Eli Lilly Quietly Works on Wearable Devices in Lab Established in 2015

Eli Lilly

Eli Lilly continues to make investments in its diabetes business. Not only has the pharma giant devoted millions of dollars to expanding its insulin manufacturing capabilities, the company is also focused on insulin delivery devices.

Since 2015, Lilly has been developing smart insulin delivery devices in a Cambridge, Mass. laboratory, The Wall Street Journal reported this morning. The goal of the Lilly research team is to build a device that helps patients reduce the “decision-making and guess work” of the more conventional approach to injecting insulin. The wearable device which is still in the prototype phase, would be to contain a three-day insulin supply that would be delivered to the patient as needed.

Enrique Conterno, head of Lilly’s diabetes business, told the Journal that Lilly is looking to not only develop the insulin diabetes patients require, but to be “an integrator of the system” that includes the development of delivery devices. By not merging the two sides of the insulin delivery business under one umbrella, Conterno told the Journal that could lead to Eli Lilly’s diabetes business becoming “obsolete.”

FireceBiotech noted that the “doomsday prediction” comes ahead of biosimilar challenges to Lilly’s core diabetes products that include Humalog and Humulin. That’s particularly important as insurance companies have toughened “payer negotiating tactics in the U.S.,” FierceBiotech said. That move by insurance and payer groups has forced companies that at one time could rely on insulin as a “cash cow” to look for other revenue streams. In Lilly’s case, it’s the possibility of insulin delivery devices.

Despite Lily’s size and resources, Fierce said this will be unfamiliar territory for the pharma giant. Additionally, it will pit the company against the likes of Medtronic, which won regulatory approval last September for its MiniMed 670G system - the first Hybrid Closed Loop insulin delivery system to win approval. Medtronic’s position in the insulin pump market was further solidified in October after Johnson & Johnson announced it was closing down its subsidiary Animas Corporation and exiting the insulin pump market. In its announcement, the company told its customers about its decision and informed them of options they could find with Medtronic.

At the same time, Lilly made a move that underscored its determination to build a large insulin ecosystem. This morning, Lilly and California-based DexCom, Inc. struck a deal to combine Lilly’s smart insulin delivery devices and Dexcom CGM (continuous glucose monitoring) “to improve the future of diabetes management.” The deal moves DexCom into Lilly’s Connected Diabetes Ecosystem – a plan that merges the strengths of Lilly’s core diabetes program with partner groups to help patients manage their care. In a statement, Conterno said that DexCom will be an “important collaborator in our mission to improve outcomes and reduce the daily burden for people with diabetes.”

Not only is Lilly moving to forge new partnerships for diabetes treatments, the company is heavily investing in its core business. Expanding its insulin production is part of the company’s plan of investing $850 million across its U.S. manufacturing operations over the course of the year.
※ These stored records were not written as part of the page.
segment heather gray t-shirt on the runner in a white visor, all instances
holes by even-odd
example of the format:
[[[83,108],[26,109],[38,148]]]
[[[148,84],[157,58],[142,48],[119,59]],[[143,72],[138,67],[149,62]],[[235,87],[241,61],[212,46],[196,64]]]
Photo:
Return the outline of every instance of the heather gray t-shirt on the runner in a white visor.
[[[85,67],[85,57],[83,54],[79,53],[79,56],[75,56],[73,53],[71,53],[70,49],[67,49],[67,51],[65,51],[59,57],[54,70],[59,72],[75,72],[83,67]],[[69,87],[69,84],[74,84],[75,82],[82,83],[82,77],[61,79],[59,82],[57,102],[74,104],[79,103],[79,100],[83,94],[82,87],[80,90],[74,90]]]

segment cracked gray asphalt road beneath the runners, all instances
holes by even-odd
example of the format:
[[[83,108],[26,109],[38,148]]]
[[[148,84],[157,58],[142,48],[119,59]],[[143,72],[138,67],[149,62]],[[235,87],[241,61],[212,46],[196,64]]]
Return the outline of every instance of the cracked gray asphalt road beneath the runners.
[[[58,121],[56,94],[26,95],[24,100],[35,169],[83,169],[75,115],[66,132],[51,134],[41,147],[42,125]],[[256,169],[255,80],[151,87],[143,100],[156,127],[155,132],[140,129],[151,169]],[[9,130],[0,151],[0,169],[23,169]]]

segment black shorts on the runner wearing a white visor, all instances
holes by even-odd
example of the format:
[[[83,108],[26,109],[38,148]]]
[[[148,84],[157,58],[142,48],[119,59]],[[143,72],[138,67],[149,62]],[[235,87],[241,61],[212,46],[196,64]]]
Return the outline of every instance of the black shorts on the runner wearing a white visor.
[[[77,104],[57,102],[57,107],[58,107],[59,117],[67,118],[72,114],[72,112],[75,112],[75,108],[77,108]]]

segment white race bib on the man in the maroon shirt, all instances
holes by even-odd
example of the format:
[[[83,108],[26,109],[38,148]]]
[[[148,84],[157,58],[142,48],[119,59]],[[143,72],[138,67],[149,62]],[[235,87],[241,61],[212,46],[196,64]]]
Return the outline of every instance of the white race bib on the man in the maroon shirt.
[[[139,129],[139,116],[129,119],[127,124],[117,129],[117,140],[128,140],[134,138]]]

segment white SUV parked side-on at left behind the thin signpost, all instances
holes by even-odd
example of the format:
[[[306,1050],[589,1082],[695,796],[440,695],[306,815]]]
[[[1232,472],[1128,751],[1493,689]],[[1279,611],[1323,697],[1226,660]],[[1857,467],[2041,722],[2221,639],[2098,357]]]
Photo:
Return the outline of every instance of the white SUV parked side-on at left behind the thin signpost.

When Lilly first announced its $850 million investment, the company said the move will expand its diabetes products manufacturing operations in the U.S., which includes a new $140 million insulin cartridge production facility. Additionally, Eli Lilly said it will invest $85 million to expand manufacturing of its Trulicity-branded diabetes injection device. Since 2012, Eli Lilly has invested more than $1.2 billion to boost its domestic insulin manufacturing operations. Over the past decade, the company has spent more than $5 billion globally.